Simple Energy, 17 de fevereiro de 2017

Os reajustes de tarifas de eletricidade a serem calculados em 2017 deverão levar em conta o repasse de custos aos consumidores para bancar um déficit de geração hidrelétrica previsto para o ano, o que obrigará as distribuidoras a comprar energia mais cara no mercado spot para atender aos clientes.

A proposta foi apresentada pela diretoria da Agência Nacional de Energia Elétrica (Aneel) nesta terça-feira, e deverá ser alvo de uma audiência pública a ser aberta nos próximos dias.
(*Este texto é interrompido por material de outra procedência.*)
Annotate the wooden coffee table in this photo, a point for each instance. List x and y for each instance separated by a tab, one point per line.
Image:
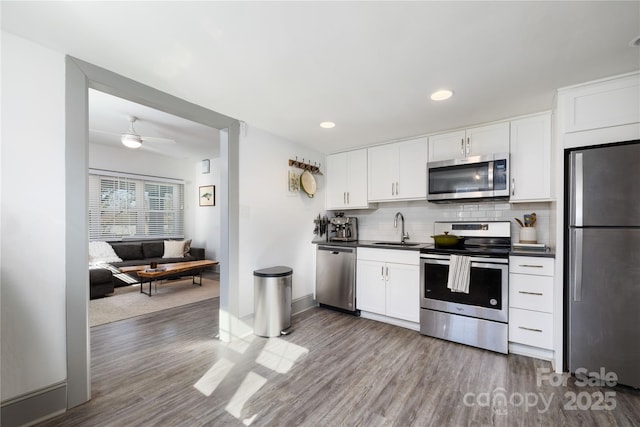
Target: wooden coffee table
192	268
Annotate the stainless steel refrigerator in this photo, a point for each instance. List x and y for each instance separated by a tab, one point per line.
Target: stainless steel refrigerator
603	298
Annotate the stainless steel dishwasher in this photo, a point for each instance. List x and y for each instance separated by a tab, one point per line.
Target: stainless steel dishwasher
336	277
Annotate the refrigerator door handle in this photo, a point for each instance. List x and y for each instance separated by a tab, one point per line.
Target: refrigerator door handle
576	262
577	190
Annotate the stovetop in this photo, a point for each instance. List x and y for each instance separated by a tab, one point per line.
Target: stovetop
492	239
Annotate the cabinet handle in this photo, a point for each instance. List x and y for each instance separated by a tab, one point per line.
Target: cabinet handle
530	329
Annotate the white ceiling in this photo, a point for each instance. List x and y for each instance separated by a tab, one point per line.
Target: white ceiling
162	133
368	66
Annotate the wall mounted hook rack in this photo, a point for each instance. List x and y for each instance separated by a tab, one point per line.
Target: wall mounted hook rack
313	168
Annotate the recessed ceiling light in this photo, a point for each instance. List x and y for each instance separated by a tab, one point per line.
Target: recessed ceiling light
441	95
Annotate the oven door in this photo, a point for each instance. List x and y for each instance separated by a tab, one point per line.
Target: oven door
488	296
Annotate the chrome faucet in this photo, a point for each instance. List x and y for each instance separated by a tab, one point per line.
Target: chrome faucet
405	236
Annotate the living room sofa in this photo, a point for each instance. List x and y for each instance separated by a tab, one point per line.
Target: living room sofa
103	255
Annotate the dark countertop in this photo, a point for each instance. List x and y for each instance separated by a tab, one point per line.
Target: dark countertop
411	246
549	253
416	246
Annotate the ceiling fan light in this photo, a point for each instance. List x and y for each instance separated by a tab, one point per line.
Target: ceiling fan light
131	140
441	95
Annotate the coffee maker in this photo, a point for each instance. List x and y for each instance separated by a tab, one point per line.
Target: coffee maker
343	228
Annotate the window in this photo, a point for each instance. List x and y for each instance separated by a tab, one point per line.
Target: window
134	206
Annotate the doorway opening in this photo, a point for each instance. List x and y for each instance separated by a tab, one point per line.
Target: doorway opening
80	77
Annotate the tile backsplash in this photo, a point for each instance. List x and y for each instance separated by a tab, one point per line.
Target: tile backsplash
377	224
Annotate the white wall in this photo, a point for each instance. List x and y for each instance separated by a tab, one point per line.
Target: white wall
276	227
32	217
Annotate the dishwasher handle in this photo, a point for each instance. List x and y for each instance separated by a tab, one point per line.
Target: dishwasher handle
336	250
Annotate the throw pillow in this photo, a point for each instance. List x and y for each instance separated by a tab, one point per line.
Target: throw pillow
173	249
153	249
187	247
102	252
129	251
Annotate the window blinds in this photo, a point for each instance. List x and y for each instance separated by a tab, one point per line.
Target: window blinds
134	206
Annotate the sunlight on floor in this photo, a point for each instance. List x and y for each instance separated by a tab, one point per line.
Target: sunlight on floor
251	384
277	354
280	355
214	376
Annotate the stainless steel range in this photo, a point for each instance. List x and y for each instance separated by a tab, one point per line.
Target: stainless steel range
475	314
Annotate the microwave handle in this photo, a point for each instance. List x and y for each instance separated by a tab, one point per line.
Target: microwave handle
490	174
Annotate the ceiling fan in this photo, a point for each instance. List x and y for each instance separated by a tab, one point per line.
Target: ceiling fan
131	139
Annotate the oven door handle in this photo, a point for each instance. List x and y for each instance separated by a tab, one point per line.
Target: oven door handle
475	261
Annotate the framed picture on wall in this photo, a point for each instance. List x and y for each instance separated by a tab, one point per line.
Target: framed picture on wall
207	195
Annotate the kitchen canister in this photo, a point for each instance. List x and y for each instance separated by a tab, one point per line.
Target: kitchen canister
528	235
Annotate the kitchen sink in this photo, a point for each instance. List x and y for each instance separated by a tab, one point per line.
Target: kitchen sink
396	244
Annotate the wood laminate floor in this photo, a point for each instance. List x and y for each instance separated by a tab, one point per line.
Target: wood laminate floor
167	369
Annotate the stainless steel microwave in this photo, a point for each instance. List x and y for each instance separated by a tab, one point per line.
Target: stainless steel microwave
479	177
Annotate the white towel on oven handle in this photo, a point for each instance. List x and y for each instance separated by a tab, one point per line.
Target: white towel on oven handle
459	271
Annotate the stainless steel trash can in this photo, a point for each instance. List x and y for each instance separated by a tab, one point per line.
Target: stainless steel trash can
272	301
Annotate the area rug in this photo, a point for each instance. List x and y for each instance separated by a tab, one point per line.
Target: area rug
127	301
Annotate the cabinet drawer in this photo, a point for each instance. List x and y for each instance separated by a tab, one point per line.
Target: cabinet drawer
531	292
397	256
531	265
531	328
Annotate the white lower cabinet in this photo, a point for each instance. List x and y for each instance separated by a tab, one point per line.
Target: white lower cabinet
387	283
531	305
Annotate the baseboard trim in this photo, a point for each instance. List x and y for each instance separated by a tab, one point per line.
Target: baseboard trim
34	407
535	352
390	320
302	304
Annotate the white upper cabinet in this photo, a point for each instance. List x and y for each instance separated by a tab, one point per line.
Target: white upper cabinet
477	141
611	102
531	159
347	180
397	171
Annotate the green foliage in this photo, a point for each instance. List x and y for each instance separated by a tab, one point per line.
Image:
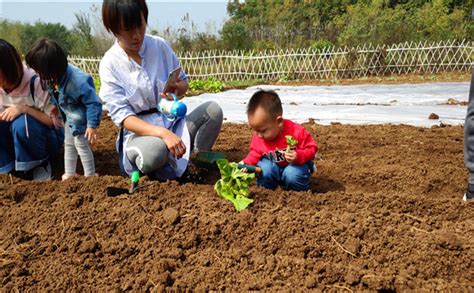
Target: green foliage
210	85
234	184
235	36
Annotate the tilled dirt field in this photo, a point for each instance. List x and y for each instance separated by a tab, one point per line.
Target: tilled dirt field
384	213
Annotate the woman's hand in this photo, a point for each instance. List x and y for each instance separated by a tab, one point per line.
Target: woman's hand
178	88
290	156
11	113
174	143
91	135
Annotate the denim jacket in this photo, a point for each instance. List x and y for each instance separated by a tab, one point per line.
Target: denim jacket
78	100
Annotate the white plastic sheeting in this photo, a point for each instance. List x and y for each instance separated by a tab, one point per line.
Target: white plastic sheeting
353	104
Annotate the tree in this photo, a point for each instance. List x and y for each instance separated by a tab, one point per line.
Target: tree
235	36
54	31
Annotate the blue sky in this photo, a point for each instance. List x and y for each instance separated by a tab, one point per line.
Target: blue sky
161	13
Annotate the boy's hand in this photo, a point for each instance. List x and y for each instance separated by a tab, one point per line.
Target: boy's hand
290	156
91	135
244	170
10	113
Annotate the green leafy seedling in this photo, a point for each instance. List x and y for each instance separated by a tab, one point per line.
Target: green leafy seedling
290	142
234	184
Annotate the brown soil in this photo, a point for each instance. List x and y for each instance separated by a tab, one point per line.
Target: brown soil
384	213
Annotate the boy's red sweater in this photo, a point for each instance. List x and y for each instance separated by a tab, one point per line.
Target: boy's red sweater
305	149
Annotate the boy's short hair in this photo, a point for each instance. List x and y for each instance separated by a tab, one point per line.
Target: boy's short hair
268	100
10	63
48	59
123	14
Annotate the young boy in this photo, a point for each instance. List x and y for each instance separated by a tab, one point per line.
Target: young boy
76	98
268	148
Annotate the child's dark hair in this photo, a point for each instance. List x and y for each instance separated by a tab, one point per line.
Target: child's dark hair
10	64
123	14
48	59
268	100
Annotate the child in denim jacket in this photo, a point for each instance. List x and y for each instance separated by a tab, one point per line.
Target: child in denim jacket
31	128
77	99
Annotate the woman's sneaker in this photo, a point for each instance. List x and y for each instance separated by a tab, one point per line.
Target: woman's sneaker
42	172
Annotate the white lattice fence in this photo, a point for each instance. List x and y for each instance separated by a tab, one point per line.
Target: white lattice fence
334	63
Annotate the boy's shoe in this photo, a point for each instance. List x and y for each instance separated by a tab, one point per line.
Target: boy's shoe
42	172
469	195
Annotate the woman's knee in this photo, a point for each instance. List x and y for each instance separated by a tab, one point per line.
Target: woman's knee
148	153
296	177
214	111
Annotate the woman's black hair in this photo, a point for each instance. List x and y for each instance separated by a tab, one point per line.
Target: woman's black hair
10	64
123	14
48	59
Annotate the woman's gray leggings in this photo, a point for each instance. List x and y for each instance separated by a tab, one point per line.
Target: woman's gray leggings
150	153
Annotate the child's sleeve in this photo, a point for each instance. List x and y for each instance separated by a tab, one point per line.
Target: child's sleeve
306	149
254	154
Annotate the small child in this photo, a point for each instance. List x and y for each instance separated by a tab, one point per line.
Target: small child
77	99
268	148
31	128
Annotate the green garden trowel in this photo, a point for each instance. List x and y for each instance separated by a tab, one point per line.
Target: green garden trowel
209	160
116	191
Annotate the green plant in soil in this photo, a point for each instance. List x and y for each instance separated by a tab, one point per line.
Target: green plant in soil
234	184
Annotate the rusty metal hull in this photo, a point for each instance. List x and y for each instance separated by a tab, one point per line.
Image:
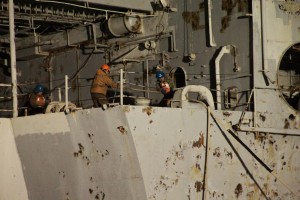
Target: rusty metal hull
131	152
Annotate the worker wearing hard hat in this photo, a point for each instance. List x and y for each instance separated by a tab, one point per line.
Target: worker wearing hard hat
100	84
166	88
36	101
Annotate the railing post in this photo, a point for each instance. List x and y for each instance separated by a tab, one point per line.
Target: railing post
59	94
121	86
66	93
13	57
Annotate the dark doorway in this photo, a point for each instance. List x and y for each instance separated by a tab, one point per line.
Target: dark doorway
178	76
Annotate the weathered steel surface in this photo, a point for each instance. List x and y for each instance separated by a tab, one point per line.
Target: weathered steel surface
136	152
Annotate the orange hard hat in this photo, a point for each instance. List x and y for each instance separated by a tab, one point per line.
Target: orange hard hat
105	67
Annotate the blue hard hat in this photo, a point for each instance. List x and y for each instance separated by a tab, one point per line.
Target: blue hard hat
160	74
39	88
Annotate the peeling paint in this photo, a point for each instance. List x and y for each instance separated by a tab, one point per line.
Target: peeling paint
148	110
199	142
198	186
238	190
122	130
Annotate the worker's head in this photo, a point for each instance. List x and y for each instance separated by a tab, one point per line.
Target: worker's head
39	89
105	68
159	75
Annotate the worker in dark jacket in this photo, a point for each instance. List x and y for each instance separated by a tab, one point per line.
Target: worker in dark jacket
100	84
36	102
165	86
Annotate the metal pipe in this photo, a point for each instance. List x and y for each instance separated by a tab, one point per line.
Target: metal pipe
212	42
225	49
147	71
265	69
13	57
66	93
59	94
121	86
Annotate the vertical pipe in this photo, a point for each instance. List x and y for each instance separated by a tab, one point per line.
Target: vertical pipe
50	77
13	57
147	71
212	42
121	86
78	78
59	94
225	49
66	93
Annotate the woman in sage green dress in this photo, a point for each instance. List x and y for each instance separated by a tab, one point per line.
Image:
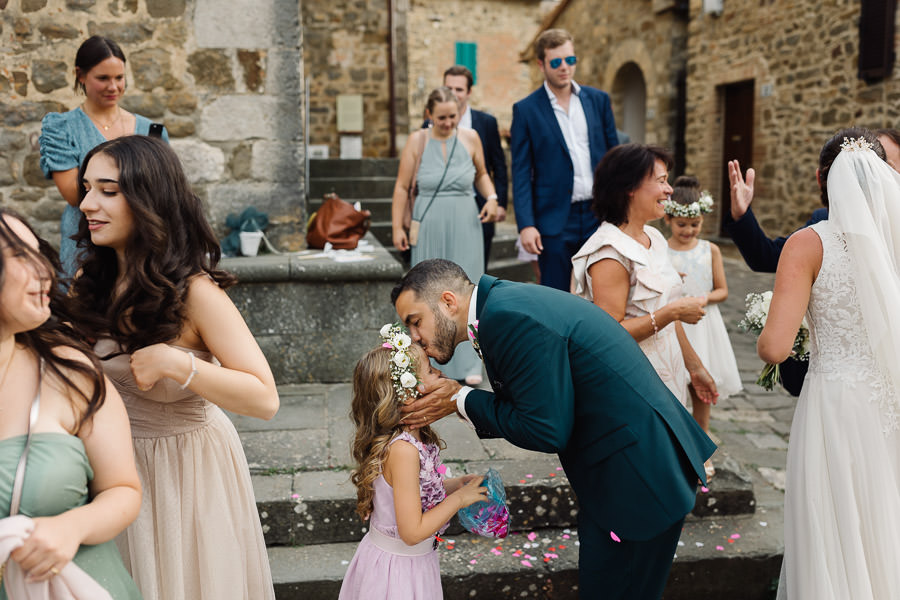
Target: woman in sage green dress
444	162
80	488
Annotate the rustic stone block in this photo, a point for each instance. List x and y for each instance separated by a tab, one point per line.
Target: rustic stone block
16	113
251	62
202	163
123	33
179	128
211	68
165	8
31	171
149	105
182	103
20	82
59	31
33	5
151	68
240	162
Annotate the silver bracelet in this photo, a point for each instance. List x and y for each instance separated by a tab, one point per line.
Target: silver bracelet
193	371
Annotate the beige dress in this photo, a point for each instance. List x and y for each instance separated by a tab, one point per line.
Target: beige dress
654	282
198	534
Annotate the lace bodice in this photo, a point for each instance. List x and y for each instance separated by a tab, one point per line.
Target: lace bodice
839	344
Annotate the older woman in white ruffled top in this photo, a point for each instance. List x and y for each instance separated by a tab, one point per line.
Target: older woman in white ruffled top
624	267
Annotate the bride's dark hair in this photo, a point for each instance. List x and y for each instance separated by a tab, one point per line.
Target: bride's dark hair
170	243
55	333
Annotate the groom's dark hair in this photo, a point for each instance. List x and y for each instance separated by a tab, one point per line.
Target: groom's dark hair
430	278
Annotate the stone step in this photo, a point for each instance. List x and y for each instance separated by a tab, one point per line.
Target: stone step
366	167
317	507
352	188
727	557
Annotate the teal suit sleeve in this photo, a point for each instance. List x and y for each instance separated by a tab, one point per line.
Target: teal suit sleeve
534	407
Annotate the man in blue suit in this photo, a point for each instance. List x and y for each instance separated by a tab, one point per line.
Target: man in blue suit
567	378
459	79
559	134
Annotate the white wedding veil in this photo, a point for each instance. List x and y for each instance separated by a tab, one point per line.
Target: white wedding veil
864	205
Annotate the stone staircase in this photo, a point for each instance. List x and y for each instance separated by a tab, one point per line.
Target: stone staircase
300	469
371	182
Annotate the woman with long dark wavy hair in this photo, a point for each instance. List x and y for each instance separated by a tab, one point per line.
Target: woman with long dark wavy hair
152	298
80	486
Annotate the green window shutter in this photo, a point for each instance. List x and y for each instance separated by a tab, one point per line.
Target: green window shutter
467	56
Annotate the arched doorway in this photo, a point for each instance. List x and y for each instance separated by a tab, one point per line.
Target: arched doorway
630	94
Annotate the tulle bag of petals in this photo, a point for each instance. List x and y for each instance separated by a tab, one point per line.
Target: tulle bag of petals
488	518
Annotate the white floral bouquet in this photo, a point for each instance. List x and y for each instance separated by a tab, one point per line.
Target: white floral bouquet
754	321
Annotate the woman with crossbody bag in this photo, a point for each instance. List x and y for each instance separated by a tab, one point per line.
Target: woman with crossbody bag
445	221
68	483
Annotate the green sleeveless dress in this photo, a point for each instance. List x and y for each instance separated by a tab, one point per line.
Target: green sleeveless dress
56	480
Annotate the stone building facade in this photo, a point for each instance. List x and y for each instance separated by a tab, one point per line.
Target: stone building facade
764	80
224	76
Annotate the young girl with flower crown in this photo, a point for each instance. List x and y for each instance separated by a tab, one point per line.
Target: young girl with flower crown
399	479
700	264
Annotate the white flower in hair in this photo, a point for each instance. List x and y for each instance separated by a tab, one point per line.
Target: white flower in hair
856	144
401	341
408	380
401	359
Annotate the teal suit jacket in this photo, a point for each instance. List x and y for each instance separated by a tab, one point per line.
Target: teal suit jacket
569	379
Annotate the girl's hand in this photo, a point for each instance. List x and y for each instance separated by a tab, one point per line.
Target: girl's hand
51	545
705	386
471	492
689	309
152	363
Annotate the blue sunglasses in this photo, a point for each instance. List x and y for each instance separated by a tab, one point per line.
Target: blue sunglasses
556	62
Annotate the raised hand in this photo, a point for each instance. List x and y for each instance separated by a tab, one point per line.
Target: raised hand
741	189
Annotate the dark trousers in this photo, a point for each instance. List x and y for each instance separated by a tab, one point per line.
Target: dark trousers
623	570
556	259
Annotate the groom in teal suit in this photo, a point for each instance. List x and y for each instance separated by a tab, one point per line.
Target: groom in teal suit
567	379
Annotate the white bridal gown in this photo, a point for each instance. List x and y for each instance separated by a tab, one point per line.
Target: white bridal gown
842	500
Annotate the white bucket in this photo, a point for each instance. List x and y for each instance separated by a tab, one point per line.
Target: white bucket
250	242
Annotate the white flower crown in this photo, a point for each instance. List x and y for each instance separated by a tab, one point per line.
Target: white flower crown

O risco de geração hidrelétrica inferior aos contratos era anteriormente assumido pelos geradores, mas mudanças na regulação em 2013 e depois em 2015 passaram os custos de um eventual déficit hídrico ao consumidor.

A Aneel estimou que as hidrelétricas devem gerar em 2017 cerca de 84 por cento de suas garantias físicas, que é o montante de eletricidade que elas podem vender no mercado.

Isso significaria um custo de ao menos cerca de 10 bilhões de reais para as distribuidoras com a compra de energia para compensar o déficit no ano.

As tarifas deverão incorporar repasses suficientes para custear cerca de 50 por cento desse custo das distribuidoras com o risco hidrológico, chamado de “GSF” no jargão técnico, segundo a proposta da agência reguladora.

Após a audiência pública, a diretoria deverá voltar ao tema para definir o “tratamento tarifário da previsão do risco hidrológico”, segundo a Aneel, que ainda não apresentou projeções de impacto nas tarifas.

 

Fonte: Secretaria de Energia e Mineração do Estado de São PauloSite externo.